IMF Asia and Pacific Department Division chief Dr. Thomas Helbling said the conference allows an exchange of best practices among regions to tackle financial systemic risks.
“We can always learn. There’s an important element of cooperation and thinking ahead of new risks and challenges… So far, Asia has withstood the volatility and turbulences in the global financial markets after banking issues in the United States,” he said at the press conference.
Fiscal authorities said during the Financial Stability Conference that economic growth will drive down the current high rates including inflation, debt-to-GDP ratio, and interest rates.
“If the economy grows, this will solve most of the problems,” said Medalla.

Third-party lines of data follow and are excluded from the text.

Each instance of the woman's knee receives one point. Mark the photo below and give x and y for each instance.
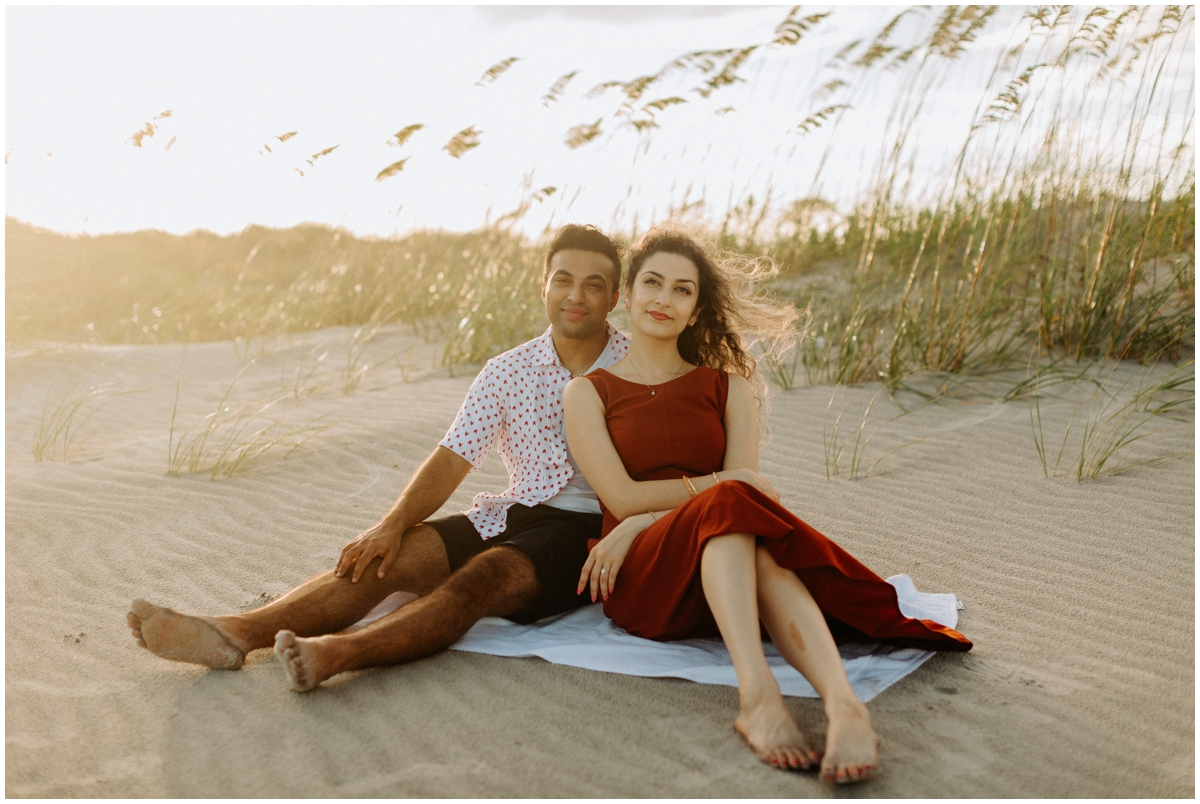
(766, 565)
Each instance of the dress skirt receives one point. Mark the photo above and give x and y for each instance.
(659, 595)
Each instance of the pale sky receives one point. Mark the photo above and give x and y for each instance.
(82, 81)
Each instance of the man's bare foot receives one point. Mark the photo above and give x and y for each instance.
(852, 749)
(300, 658)
(773, 735)
(180, 637)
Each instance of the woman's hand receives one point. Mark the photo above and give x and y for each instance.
(753, 478)
(604, 563)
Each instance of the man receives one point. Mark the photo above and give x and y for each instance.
(516, 555)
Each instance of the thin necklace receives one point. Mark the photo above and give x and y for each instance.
(654, 389)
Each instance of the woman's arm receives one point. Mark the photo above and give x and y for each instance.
(741, 426)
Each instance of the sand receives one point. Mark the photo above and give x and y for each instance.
(1079, 599)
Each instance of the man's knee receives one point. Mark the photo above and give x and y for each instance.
(421, 563)
(501, 581)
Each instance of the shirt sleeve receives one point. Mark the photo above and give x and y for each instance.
(480, 419)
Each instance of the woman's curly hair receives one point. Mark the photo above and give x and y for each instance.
(733, 318)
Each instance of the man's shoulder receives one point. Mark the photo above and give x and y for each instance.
(525, 355)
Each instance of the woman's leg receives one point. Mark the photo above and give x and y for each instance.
(727, 573)
(802, 635)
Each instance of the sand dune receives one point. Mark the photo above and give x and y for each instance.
(1079, 598)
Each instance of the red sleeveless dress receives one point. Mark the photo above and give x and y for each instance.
(678, 431)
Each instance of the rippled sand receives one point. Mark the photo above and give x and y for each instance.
(1079, 598)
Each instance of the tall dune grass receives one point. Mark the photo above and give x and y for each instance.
(1060, 226)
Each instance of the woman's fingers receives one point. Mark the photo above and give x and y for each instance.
(612, 577)
(595, 581)
(587, 571)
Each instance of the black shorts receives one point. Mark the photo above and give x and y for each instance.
(555, 540)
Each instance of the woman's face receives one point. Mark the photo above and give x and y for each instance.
(663, 297)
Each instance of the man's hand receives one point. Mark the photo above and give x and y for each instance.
(379, 540)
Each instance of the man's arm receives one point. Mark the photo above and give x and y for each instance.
(426, 492)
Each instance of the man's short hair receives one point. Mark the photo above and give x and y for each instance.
(585, 238)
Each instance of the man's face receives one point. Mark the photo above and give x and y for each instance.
(579, 293)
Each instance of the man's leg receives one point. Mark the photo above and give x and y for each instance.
(322, 605)
(499, 582)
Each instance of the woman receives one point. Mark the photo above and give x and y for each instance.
(696, 543)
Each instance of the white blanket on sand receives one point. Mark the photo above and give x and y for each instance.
(589, 640)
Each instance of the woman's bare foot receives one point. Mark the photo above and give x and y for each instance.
(852, 749)
(181, 637)
(773, 735)
(301, 659)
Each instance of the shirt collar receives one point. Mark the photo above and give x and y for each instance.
(545, 354)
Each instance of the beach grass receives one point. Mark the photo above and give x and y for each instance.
(1063, 227)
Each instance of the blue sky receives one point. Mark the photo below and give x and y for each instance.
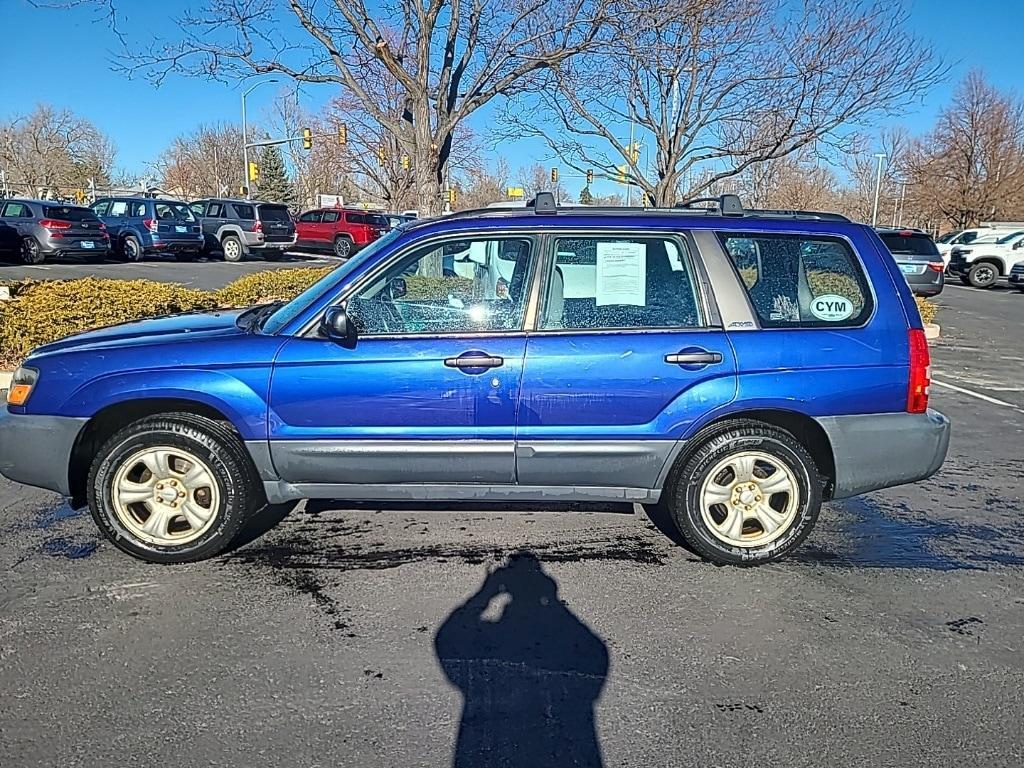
(142, 120)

Bank of the Philippine Islands lead economist Emilio Neri Jr. said for Cebu, construction is getting stronger as well as the hotel, restaurant and resort sectors.
“The hard contact sectors are starting to catch up. But of course, there are new sectors like energy. Because the economy is growing rapidly, the population requires more energy, utilities and logistics,” said Neri.
He notes that the tourism sector, which includes hotels, resorts and restaurants in Cebu, has rapidly bounced back since the economy reopened with the lifting of Covid-19 related restrictions, causing a sudden rise in employment and opportunities for the public as well.
In turn, these economic movements will translate into economic growth and will reflect eventually in the fiscal numbers.